Niedopałki. Czasami tyle zostaje, gdy chce się więcej. Nie smakują

sny, którymi przyszło się cieszyć na chwilę. Myślisz, że nie czuję,

nie mam taktu. A ja staram się nie zwariować, gdy wariuję. Mam dni,

których nie ma i kilka dreszczy na nagim ciele pod gorącą pieszczotą.

 

Upijam się smutkiem albo na smutno.
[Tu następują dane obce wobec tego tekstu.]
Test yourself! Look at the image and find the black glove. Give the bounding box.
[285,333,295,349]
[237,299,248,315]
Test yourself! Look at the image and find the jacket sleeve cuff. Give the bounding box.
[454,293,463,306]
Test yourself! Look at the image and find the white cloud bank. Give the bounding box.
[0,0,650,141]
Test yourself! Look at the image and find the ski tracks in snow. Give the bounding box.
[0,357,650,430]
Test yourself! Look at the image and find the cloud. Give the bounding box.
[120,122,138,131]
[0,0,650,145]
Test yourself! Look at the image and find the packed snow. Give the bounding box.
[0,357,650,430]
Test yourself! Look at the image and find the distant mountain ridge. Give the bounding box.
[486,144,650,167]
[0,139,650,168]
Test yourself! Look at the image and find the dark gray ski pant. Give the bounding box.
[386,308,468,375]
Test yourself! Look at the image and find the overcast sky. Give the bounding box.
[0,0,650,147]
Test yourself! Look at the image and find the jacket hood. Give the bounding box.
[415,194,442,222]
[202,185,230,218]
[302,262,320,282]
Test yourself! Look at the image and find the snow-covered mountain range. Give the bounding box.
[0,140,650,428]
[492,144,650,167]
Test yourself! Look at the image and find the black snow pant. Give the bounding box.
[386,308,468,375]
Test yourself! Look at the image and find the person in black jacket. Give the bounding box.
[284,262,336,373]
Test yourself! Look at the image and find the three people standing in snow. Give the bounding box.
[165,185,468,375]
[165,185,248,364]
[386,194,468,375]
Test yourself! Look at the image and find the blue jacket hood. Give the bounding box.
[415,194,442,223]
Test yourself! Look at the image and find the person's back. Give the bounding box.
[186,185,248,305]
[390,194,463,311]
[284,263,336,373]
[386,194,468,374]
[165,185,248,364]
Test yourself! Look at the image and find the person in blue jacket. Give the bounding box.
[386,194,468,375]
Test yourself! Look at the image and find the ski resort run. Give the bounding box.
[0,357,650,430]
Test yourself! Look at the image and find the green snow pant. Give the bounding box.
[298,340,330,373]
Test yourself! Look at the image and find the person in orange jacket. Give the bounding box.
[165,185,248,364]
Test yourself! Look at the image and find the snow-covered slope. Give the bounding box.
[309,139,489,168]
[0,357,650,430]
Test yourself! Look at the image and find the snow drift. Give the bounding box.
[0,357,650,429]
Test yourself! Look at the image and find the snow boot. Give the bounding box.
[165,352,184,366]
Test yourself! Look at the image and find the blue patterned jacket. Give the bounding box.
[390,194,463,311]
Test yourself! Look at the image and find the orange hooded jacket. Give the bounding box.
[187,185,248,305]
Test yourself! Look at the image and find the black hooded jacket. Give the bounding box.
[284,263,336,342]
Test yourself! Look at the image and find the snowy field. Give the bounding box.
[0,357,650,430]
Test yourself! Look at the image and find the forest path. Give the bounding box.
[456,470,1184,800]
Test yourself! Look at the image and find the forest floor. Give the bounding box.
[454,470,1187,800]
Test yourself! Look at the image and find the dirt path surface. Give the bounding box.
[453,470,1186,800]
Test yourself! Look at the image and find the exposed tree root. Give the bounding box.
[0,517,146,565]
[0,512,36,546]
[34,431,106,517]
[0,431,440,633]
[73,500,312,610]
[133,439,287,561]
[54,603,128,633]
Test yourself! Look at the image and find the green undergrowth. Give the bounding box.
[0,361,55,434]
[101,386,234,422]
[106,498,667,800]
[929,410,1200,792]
Niech myślą co chcą Ci, którzy

nie znają przyczyn. Zdawkowe kilka słów ma wystarczyć. Zastąpić

pustkę w butelce po piwie. To mam na wyciągnięcie ręki każdego

wieczoru. I szaloną myśl, że na innej skórze tańczą rozgrzane ręce.

 

Zaspakajam siebie zapachem. Sweter nie prany, by dłużej otulał cicho

zwątpienie. Migawki przeszywane szybkim oddechem. Za mgłą oczy.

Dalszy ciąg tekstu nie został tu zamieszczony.